Thanks, I have disallowed that one. :)

keyplyr

7:51 am on Apr 6, 2018 (gmt 0)

WebmasterWorld Senior Member 10+ Year Member Top Contributors Of The Month



Amazon (AWS) IP ranges [webmasterworld.com]

lucy24

10:49 pm on Apr 17, 2018 (gmt 0)

WebmasterWorld Senior Member 10+ Year Member Top Contributors Of The Month



More about this robot's behavior.

I disallowed them in robots.txt at the beginning of the month. Normally I reassess access controls once a month; this time I felt so sorry for them, I removed the disallow and poked the appropriate holes after 10 days.

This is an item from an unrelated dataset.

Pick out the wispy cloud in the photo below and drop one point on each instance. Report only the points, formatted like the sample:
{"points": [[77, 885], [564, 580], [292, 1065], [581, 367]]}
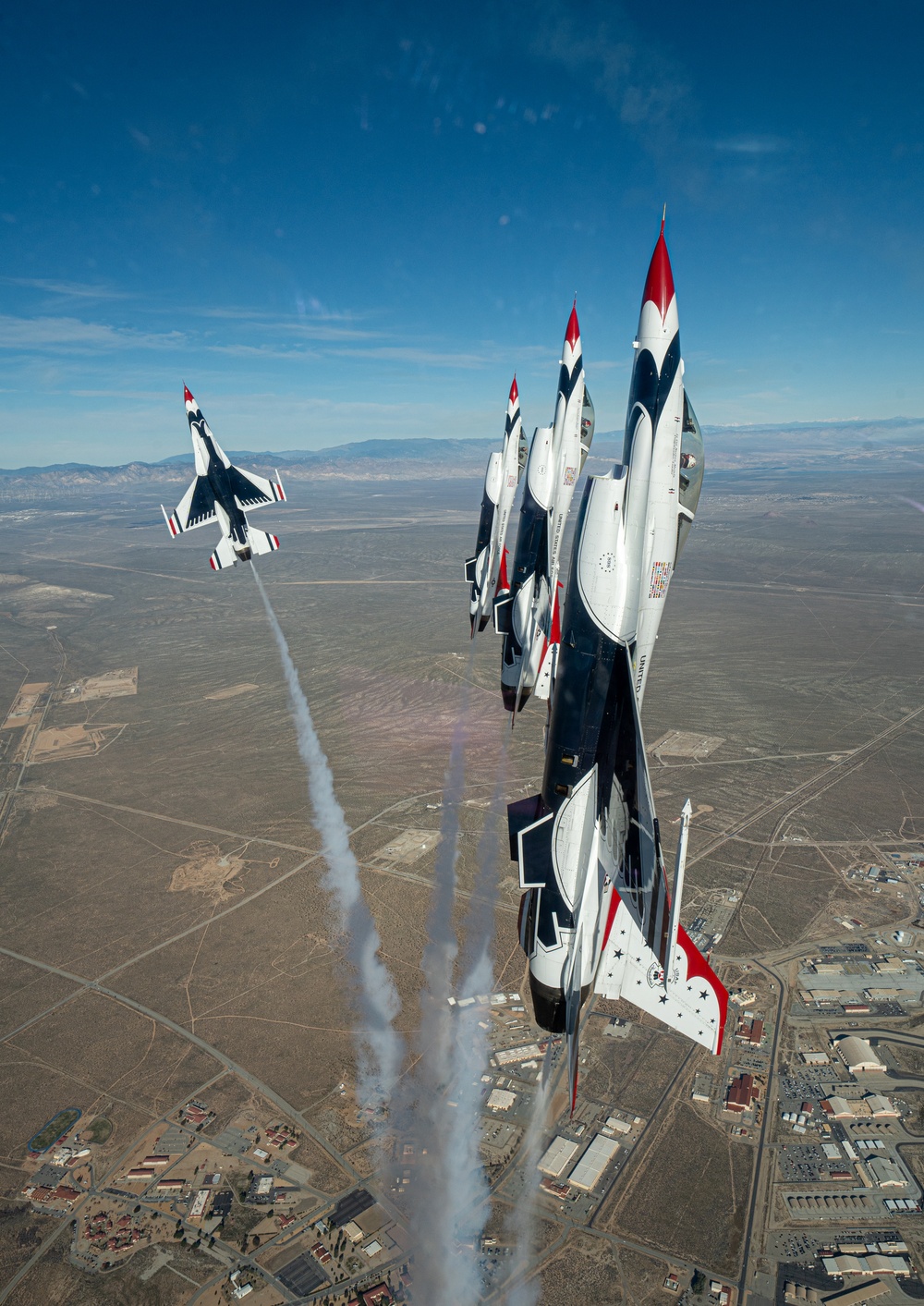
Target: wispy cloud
{"points": [[73, 288], [73, 335], [752, 145]]}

Well, they were just so polite ...

Site 1:
IP: exactly 54.234.aa.bb for all requests, beginning about 2 days before I authorized them.

Requests: top-to-bottom spidering, although earlier requests (when they were blocked but not disallowed) suggest they knew about certain interior pages already.

Crawl frequency: clumps of 3-6 requests in a single second, followed by a gap of rpetty exactly 30 seconds.

Site 2:
IP: different from Site 2, but same pattern: about 2 days before I authorized them, they settled on a single IP all the time. (I've noticed the same thing in some European search engines: for any given site, they always crawl from the identical IP.)

Requests: proceeded directly to selected interior pages, although earlier requests were only for top-level directories (linked from front page and 403 page). In other words, the exact opposite of their Site 1 behavior.

Final quirk: Site 2 is HTTPS. Requests came though on HTTP and were redirected to HTTPS, so nothing except robots.txt got a 200. To date they have not followed-up the redirects; I waited before posting to see if they'd be back, but it's been almost a week.